New functionality in SQL Server 2014 – Part 1- Modifiable Column Store Index

Article
01/16/2014

As you dear reader realized, there was not that much activity on our blog over the last few months. Reason for the lower output of blogs certainly has to do with work that the team is performing right now in different projects with SAP. One of the projects we were working on hard is SQL Server 2014. Something we want to go into details in a few articles on this blog site.

Overall SQL Server 2014 is a development which mainly focused in the following areas.

Extending the capabilities of SQL Server’s Column Store Index as it got introduced with SQL Server 2012
Introduction of In-memory-OLTP
Introduction of a few functionalities which integrates SQL Server better into Windows Azure Infrastructure as a Service (IaaS) scenarios
A new Cardinality Estimation for the SQL Server Query Optimizer
Plus a larger list of smaller improvement which we as those apply will describe in the series of blogs

In September CTP2 of SQL Server 2014 got released. This was the last CTP before we will publish SQL Server 2014 to the public in the first half of 2014. As usual all the preparations with SAP are in place to start the evaluation process as soon as SQL Server 2014 is released to the public. Details about the supported SAP releases will be discussed in a later blog entry. But it is not planned to be massively different from what is supported with SQL Server 2012.

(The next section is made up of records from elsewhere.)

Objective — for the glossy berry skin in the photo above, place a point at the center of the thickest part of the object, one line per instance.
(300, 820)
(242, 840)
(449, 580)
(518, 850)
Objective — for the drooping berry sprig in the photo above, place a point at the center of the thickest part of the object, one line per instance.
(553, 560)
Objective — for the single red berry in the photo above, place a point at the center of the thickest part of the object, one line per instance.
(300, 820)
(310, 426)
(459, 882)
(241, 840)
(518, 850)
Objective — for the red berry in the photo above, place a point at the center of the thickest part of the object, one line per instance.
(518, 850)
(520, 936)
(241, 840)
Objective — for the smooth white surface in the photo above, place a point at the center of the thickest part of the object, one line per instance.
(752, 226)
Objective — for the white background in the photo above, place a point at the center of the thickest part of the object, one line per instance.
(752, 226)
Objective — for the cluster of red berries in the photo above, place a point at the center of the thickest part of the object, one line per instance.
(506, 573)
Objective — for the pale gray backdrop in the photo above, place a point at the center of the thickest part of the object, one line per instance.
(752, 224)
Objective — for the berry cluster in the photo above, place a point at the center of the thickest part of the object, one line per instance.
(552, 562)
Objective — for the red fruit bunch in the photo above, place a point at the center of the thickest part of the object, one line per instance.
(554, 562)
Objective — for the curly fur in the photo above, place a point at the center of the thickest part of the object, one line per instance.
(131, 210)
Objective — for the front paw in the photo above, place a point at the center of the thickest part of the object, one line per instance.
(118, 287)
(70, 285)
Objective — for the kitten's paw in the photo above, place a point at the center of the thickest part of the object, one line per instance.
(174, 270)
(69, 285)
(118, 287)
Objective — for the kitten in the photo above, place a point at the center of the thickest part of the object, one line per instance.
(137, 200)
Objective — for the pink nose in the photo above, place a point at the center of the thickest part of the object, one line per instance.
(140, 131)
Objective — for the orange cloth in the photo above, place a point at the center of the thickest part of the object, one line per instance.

When looking at some of the features as Column Store Indexes or our In-Memory-OLTP one will see differences to some of our competitors in this space. Especially to some that also have Column Store and/or in-memory functionality. Background for these differences have to do with some overarching principles or facts taken into account when developing new functionality for SQL Server.

As such can be listed:

Investment protection of millions of customers who invested into SQL Server. Features that are meaningful and open up new type of applications for RDBMS need to be integrated into the existing SQL Server RDBMS framework. Creating just another new engine is not acceptable for the most of customers and partners who invested a lot of money and resources into existing SQL Server engines.
Ability to have SQL Server leveraging new functionality on existing commodity hardware – no hard requirement to buy new hardware or expensive appliances to leverage features like Column Store Indexes or In-Memory-OLTP
Features of SQL Server should be usable on typical Infrastructure as a Service (IaaS) Cloud providers. Hardware used by typical IaaS Service providers, like Microsoft with Windows Azure, is commodity hardware though not with huge amounts of CPUs and Terabytes of memory as we find it for very high-end DBMS servers at customer sites. The price points which make IaaS Services with e.g. Windows Azure so attractive are achieved by using hardware with a very excellent price/performance ratio. Today (around January 2014) this usually is 2-socket hardware with moderate memory of around 128GB to 256GB. The ability for our customers to leverage new SQL Server features in Virtual machines running on such type of hardware is very important for feature design in SQL Server
Integration of new functionality into existing HA/DR frameworks is key. In order to enable consumption of new functionality implemented in SQL Server, ideally there are no changes required in HA/DR configurations for mission critical configurations. Nor should 3^rd party software which is used for operational and administrative process such as backup/restore require adaption or changes.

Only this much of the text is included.